# scared ive harmed baby with doppler? plz read



## nicksi27

Hi ladies my pregnancy is high risk after losing my first baby and the only thing that brings me any comfort is using my doppler. Ive been using it since about 10+4 and usually pick up the hb in a few minutes. I have an anterior placenta so usually its hard to pick up the hb for any length of time to get an accurate hb reading so i often spend a while "chasing" it. I usually use it for about 10mins once a day but sometimes if i cant get a proper listen to it ive used it for about 15+ mins. 

I thought id read everyday use was ok but i was reading last night that dopplers can cause brain issues and deafness so now im petrified ive harmed my baby, id never forgive myself. Im not using it everyday anymore. Im just gonna use it every few days for a few minutes only. 

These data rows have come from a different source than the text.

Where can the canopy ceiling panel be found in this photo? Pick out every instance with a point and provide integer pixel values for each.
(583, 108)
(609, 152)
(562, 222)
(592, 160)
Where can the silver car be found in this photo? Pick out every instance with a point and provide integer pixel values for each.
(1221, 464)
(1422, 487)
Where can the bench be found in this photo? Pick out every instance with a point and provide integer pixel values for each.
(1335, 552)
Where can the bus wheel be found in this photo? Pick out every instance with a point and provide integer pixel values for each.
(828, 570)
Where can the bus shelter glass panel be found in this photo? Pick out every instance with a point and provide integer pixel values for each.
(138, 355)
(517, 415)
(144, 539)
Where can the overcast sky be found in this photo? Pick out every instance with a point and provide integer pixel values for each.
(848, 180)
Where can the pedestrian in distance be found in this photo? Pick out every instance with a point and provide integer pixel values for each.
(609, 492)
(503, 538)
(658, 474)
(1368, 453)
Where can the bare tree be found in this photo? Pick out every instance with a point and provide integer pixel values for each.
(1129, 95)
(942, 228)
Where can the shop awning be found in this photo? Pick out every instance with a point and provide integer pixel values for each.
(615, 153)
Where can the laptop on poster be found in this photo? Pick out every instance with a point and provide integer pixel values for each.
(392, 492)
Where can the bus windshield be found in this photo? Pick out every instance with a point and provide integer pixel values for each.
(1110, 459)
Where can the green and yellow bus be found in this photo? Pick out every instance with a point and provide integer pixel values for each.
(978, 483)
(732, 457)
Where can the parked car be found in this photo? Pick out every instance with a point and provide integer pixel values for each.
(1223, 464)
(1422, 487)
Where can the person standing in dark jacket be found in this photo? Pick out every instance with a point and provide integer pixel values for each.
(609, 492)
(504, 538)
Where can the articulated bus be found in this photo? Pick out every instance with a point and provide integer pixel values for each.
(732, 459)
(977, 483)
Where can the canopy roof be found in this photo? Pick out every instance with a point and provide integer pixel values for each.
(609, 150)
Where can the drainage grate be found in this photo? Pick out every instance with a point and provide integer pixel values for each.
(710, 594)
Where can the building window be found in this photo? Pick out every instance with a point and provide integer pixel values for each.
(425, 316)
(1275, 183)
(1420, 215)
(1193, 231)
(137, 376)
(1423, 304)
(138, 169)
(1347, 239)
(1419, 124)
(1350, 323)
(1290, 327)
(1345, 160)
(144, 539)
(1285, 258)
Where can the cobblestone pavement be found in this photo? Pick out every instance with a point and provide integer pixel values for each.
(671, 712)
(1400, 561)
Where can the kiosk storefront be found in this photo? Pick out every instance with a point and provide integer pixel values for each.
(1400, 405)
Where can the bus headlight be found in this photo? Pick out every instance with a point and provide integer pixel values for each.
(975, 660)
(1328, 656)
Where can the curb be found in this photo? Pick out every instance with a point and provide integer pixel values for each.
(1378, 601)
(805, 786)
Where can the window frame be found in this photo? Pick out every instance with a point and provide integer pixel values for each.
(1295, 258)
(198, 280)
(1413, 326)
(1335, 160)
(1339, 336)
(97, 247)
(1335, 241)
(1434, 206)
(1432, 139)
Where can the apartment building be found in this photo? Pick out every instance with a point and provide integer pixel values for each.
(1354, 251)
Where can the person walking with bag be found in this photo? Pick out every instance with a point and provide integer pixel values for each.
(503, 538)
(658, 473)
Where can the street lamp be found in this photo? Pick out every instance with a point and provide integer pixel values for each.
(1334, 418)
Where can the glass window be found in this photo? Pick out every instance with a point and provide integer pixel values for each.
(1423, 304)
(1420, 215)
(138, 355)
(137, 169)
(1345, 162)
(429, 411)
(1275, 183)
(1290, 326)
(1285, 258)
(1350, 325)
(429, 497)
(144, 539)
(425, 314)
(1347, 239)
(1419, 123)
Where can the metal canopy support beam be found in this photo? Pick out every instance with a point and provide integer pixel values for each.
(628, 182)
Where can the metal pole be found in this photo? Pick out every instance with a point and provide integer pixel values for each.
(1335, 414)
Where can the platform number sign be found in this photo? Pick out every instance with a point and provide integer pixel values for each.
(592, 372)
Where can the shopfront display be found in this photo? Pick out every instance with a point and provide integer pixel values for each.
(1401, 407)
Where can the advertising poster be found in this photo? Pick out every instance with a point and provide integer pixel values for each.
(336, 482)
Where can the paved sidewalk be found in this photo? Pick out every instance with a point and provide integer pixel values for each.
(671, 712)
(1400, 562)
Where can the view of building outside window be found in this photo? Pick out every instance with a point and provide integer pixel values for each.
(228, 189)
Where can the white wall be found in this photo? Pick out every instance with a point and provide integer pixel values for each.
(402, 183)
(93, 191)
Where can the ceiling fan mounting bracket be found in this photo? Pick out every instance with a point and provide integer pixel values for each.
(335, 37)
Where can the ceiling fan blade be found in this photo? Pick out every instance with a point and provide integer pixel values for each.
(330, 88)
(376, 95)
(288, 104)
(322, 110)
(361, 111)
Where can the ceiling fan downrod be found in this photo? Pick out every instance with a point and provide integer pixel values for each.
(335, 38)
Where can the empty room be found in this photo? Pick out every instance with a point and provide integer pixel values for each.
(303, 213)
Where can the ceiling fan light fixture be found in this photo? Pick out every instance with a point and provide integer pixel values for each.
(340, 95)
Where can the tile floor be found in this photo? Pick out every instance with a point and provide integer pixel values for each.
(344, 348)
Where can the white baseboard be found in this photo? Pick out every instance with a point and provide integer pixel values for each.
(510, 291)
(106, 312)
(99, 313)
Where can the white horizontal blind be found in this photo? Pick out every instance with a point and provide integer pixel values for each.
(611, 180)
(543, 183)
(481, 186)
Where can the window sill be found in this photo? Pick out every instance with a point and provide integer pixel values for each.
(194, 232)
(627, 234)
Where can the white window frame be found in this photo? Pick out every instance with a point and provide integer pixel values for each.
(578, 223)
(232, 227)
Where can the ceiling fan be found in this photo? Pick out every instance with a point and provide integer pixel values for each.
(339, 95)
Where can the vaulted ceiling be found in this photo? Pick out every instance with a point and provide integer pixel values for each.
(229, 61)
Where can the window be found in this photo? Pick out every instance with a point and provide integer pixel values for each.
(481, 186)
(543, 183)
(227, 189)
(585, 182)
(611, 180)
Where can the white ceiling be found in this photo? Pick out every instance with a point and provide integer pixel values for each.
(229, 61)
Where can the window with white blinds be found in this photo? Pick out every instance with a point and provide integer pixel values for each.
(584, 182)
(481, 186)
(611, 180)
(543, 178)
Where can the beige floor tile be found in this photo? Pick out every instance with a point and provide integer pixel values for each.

Do you think i will have harmed my baby? had no sleep last night worrying about this :wacko:


----------



## rooster100

As far as I know they are not harmful? They are essentially just a little microphone, no harmful rays or anything like that. I got told that having lots of ultrasounds was bad for baby but I have friends who are high risk that have had u/s every week during their pregnancys and have perfectly healthy baby's. I think there is a negative report on the Internet about any intervention with pregnancys. Try not to worry, if your very worried call your midwife, they use dopplers all the time!
I know it's terrifying after losing a baby that something will go wrong again but I'm sure your baby will be just fine. 
I had a m/c at 12 weeks last year, I'm 18 weeks now and only just starting to except that maybe baby will be ok. So I can't imagine your worry of something going wrong after losing baby at 20 weeks :hugs: 
Sorry if this Is a bit of a long message but what I'm trying to say Is enjoy listening to that little hb, I'm sure your not the first mummy to listen for a while daily! Xxx


----------



## mrsc81

At my 14wk appointment my midwife asked me how often i used mine and i told her everyday, she didnt say anything.. Now i feel kicks i dont feel the need to use it as often


----------



## nicksi27

rooster100 said:


> As far as I know they are not harmful? They are essentially just a little microphone, no harmful rays or anything like that. I got told that having lots of ultrasounds was bad for baby but I have friends who are high risk that have had u/s every week during their pregnancys and have perfectly healthy baby's. I think there is a negative report on the Internet about any intervention with pregnancys. Try not to worry, if your very worried call your midwife, they use dopplers all the time!
> I know it's terrifying after losing a baby that something will go wrong again but I'm sure your baby will be just fine.
> I had a m/c at 12 weeks last year, I'm 18 weeks now and only just starting to except that maybe baby will be ok. So I can't imagine your worry of something going wrong after losing baby at 20 weeks :hugs:
> Sorry if this Is a bit of a long message but what I'm trying to say Is enjoy listening to that little hb, I'm sure your not the first mummy to listen for a while daily! Xxx

thank you :hugs: i should really keep of google it scares the life outta me. Im going to ask my midwife this afternoon. She doesnt like women using dopplers in case they cant find a hb but ill just explain my worries. yep im sure im not the only person to ever overuse a doppler. Im gonna put it away tonight and not use it anymore. Congrats on your pregnancy, you must feel so much better now that youve got to 18 weeks. Ill feel better once i get past 23 weeks i think. xxx


----------



## lily28

The doc that did one of my 1st tri U/S told me that doppler (we only did this without the doppler) is not exactly safe for early weeks, but definitely ok for 2nd tri. Don't worry about it!


----------



## lauren1991

Most dopplers don't use ultrasound and just amplfy the noises inside u. What Doppler are u using? I'm sure ur baby will be fine. 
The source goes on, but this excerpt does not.